I’m positive the time is coming when I will instigate a pillow fight with Marty. I’ll probably lose. But I’ll get my revenge. I’ll just rolling pin him. God, I hope other grown-ups don’t act this way.  

Friday, January 3, 2014

Coaching His Way


My mother called me earlier today at work to tell me that my father’s basketball coaching career is now under way, and under way with a splash. My dad had been playing basketball for about a zillion years until a partially severed Achilles’ tendon stopped him cold at the age of 62. Somehow, someway, he was talked into coaching 9-12 year-olds. According to my mother, my father had organized one or two short practices, and yesterday evening came the first game, unbeknownst to me. But my mother attended and sat a row or two behind the team. She apparently was entertained, at least entertained enough to call me and give me the scoop.

It seemed everything was going along fine and without incident until a pass bounced off the back of a boy who was the pass’s intended recipient, and one of my father’s players. What then transpired, according to my mom, was one of the other players on the team shouted something unkind to the boy.

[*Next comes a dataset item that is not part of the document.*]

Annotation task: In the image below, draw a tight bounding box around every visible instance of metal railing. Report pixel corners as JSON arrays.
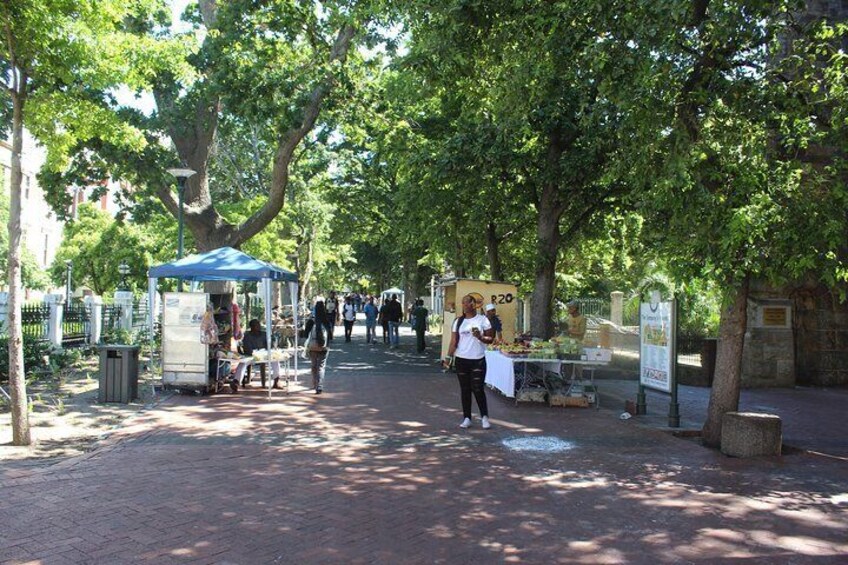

My mother asked me to guess what my father/the coach did next. Well, I was pretty sure what my he did next; he removed from the game the boy who had done the shouting, sat him on the bench, and gave him a short, calm, but direct lecture that probably focused on something like the camaraderie needed for both good team play as well as for the enjoyment of sports. My mom pretty much confirmed my guess. But of course it was not exactly a guess. After all, this coach has been my father for a while now and it isn’t like my childhood was free of such lectures, although the lectures were not usually pertaining specifically to sports. 

Oddly, I never heard who won the game. What might seem even odder is that it is quite possible my father doesn’t know either.         

Wednesday, January 1, 2014

Katie Could Have a Very Good Year


About 11 o’clock this morning Marty left my apartment, primarily to go to his apartment and watch football on TV with one or more of his friends. I, on the other hand, had decided to go to my fitness center and start the year off getting some aerobic exercise.

Well, about noontime I put on my exercise clothes, filled my squirt bottle, and climbed into my car to go. Unfortunately my car was dead. It barely made a noise when I tried to start it. The car’s overhead light was very dim. As I sat in the driver’s seat of my inert car, I decided to call Marty. He was very good about my intrusion. He took it lightheartedly, and more importantly, he said he would come right over.

I climbed out of my car and went back into my apartment. Ten minutes later Marty arrived. I apologized for being a nuisance but he snickered and said no apology was necessary. He then asked for my car keys. I asked him if I could be of any help and he said that I might as well stay inside where it is warm. I did not argue. I stepped back inside and turned on my TV to nothing in particular. Every once in a while I would glance out to see what Marty was doing. There was about a fifteen minute period when he was gone and so was his car. My car sat alone with its hood lowered but not latched.

Anyway, somewhere around an hour after I first got into my car to go to the fitness center, Marty came inside, handed me my keys and told me I was ready to go. He informed me my battery had died but he had installed a new one so I ought to be good for the next five or six years, assuming I own the car that long. I asked Marty how much the battery cost and he told me not to worry about it. I then insisted I pay him in some manner and he simply shook his head and repeated, “Don’t worry about it”. He then said goodbye, and that he would talk to me later. He gave me a kiss and vanished out the door. I made it to my fitness center, albeit an hour later than I intended.

As I was sweating on the elliptical I became ever more cognizant that at least for me, having the right guy in my life is a great thing. Marty can make me feel good when I’m a little down, warm me in bed, and without a grumble he will fix many of the little daily annoyances I encounter. This could be a very good year.